Edward A. Zelinsky (Cardozo), A Response to the Initiative to Accelerate Charitable Giving, 170 Tax Notes Fed. 755 (Feb. 1, 2021):
The Initiative to Accelerate Charitable Giving describes itself as “a broad coalition dedicated to promoting common-sense, nonpartisan charitable giving reforms.”
Among its proposals, the initiative would tighten and expand the provisions of the IRC relative to private foundations and donor-advised funds. The initiative performs an important public service by highlighting a topic the Biden administration and the 117th Congress should address and by advancing important proposals.
In this article I respond to the initiative, agreeing with much (but not all) of its perspective and arguing that the rules applied to private foundations should also govern donor-advised funds.
Considerations of fairness and efficiency counsel that similar persons and entities should be taxed and regulated similarly. Donor-advised funds are functional substitutes for private foundations and should be treated equivalently by the law. Consequently, the code’s minimum distribution requirement and its excise tax on net investment incomes, now applicable just to private foundations, should apply to donor-advised funds as well.
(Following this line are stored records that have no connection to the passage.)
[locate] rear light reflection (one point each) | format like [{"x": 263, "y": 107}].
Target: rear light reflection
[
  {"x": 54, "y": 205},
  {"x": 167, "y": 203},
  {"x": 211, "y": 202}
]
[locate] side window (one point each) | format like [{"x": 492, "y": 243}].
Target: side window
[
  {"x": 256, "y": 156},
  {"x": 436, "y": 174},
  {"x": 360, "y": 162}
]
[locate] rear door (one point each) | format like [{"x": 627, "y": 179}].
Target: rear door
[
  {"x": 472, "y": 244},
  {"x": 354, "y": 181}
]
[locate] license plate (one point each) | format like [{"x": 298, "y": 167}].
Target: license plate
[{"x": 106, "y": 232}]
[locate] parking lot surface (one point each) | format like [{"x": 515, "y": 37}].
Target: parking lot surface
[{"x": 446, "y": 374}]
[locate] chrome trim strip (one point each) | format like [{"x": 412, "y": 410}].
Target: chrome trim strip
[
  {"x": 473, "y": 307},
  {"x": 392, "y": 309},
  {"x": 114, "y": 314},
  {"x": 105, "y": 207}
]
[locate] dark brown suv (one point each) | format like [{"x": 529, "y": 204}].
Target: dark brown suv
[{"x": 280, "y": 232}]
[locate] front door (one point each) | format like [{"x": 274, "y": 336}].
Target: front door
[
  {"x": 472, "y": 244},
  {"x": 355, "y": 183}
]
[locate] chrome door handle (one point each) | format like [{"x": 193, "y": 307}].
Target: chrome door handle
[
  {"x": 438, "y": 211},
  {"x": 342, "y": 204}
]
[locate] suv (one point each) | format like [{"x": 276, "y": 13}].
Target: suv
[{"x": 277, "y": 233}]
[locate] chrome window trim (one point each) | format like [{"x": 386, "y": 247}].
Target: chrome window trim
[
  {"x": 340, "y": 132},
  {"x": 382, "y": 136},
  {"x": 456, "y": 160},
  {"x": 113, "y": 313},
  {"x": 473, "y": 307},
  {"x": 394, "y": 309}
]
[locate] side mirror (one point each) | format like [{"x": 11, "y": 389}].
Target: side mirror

Equally compelling is the initiative’s proposal that neither fees paid to donors and their families nor distributions to donor-advised funds should count for the IRC’s minimum distribution rule. The former is classic self-dealing and should be subject to the kind of per se prohibition known as the “no-further-inquiry” rule under trusts and estates law. The latter is simply a shell game.
However, I do not support the initiative’s proposal to require donor-advised funds to be time-limited. Here, the arguments of some of the initiative’s critics are compelling. There may be persuasive reasons for donors to establish firm end dates for their private foundations or for their donor-advised funds. But it would be overregulation to mandate those end dates if the other reforms prompted by the initiative are implemented, as I think they should be.
Ultimately, these issues are all matters of balance. On a cost-benefit basis, several of these reforms — such as applying the minimum distribution rules and net investment income tax to donor-advised funds, and prohibiting insider salaries and payments to donor-advised funds from satisfying the minimum distribution requirement — pass muster. In contrast, the initiative’s proposal for mandatory time limits strikes me as overregulation if Congress enacts this package of reforms.
The first section of this article discusses the history of the code’s regulation of private foundations, starting with the Tax Reform Act of 1969 through Congress’s recent simplification of the annual excise tax on investment income paid by private foundations. The second section discusses the emergence of donor-advised funds as effective substitutes for private foundations and Congress’s regulation of them. The third section discusses the initiative’s proposals relative to donor-advised funds and private foundations and the criticism these proposals have received. The fourth section makes the case for many, although not all, of the initiative’s proposals.